DRW: Getting back into the groove
Some Metaplex, paying to scrape weed prices, and Google Cloud disappointment
I took two weeks off. I’m back.
Metaplex
Initially, I wanted to make a line-by-line breakdown of Metaplex’s official developer guide. Instead, I followed the Solana blog’s instructions to create my own Metaplex storefront hosted with Github pages.
Up until this weekend, I was using an icon taken from Flaticon as Cluutch’s logo. In order to have an original piece to post on my storefront, I created a new logo using Gimp. A single NFT was created for the logo and is up for auction now. Oh and the logo is a black PNG with a transparent background. That’s why you don’t see anything in the preview.
I also cleaned the EXIF data from the logo before putting it up for auction. There did not really seem to be much sensitive information, but better safe than sorry.
Paying to scrape weed prices
We’ve taken things as far as they can go with play data. If we’re going to start building Solana apps that actually consume weed data from Cluutch, the underlying data needs to be improved. Web scraping is not an activity I want to spend time on so I gotta pay.
The requirements:
Scrape weedmaps.com as frequently as possible
Select all flower products
Extract price, merchant name, product name, etc
Here are the options I considered:
xbyte.io [No proposal] - They were very responsive to my initial email. But the spelling was off and phrasing was weird. I didn’t give them a shot and never replied.

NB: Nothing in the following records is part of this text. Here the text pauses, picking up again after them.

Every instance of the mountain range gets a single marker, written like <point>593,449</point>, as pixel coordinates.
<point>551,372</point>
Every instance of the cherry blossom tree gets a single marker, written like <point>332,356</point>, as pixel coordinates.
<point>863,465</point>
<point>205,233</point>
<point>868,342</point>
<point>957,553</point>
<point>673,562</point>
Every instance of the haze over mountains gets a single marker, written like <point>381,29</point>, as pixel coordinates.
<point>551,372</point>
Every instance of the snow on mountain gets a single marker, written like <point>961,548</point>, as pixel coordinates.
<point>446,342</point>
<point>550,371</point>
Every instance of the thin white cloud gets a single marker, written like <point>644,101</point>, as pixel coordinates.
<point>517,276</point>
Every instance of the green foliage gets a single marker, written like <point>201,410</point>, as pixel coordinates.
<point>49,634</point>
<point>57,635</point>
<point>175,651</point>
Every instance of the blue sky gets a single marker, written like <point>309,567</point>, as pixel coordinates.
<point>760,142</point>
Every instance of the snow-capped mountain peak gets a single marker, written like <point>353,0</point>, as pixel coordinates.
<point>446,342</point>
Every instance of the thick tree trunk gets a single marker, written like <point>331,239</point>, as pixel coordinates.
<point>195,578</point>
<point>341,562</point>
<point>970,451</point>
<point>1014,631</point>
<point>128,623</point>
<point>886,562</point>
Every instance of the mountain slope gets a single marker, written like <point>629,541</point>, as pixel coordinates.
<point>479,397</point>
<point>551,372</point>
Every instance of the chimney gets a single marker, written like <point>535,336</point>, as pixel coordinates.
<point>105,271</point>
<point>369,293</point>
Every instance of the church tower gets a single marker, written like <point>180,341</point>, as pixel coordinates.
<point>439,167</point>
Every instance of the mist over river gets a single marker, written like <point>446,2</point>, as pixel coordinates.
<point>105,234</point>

Scrape Hero [$2,000 / year] - The first company to provide a quote. They were only willing to deliver one output per week of a sample of the website.
Zyte [$3,000 / year] - Daily crawl of full site.
Apify [?] - I honestly can’t remember if I got a quote from them. If I did, it was expensive. And their platform is not as full service as other options.
Octoparse [No proposal] - Like Apify, Octoparse would require me to set up some tooling to do the scrape.
Scrape Labs [No proposal] - I met with a sales rep for an initial call but never got a follow-up.
Top Tal [$5,000+] - Top Tal has a minimum engagement fee of $5,000. The scraping needed for this project does not require any advanced techniques to justify this spend.
I have chosen to go with Zyte. A contract has been signed and I’m waiting for the first sample dump. Hopefully by next week, Cluutch will have weed prices that are truly usable.
Paying too much for Google Cloud
I was very pleased with myself when I setup a no-code ETL pipeline on Google Cloud using Cloud Data Fusion. However, I did not read the fine print and was on track to spend over $1,000 per month on the service. That’s the cost of an entire Kubernetes cluster, so it didn’t occur to me it could be that high. Even if I reduce to the developer plan, the service will still cost $250 per month.
The pipeline is dead simple and only needs to:
Read data CSVs from Google Cloud Storage
Transform fields (eg parsing dates)
Write to table on Big Query
Run every time a CSV is added to GCS
It would probably take me a day to write a naive script on my computer that I manually re-run or something similar on Cloud Functions. This should take the cost down to less than $5 / month (GCS + Big Query costs). But my plan is to defer this problem by creating a new Google Cloud account. This comes with $300 in credit.
I will spend one month using Cloud Data Fusion then reasses.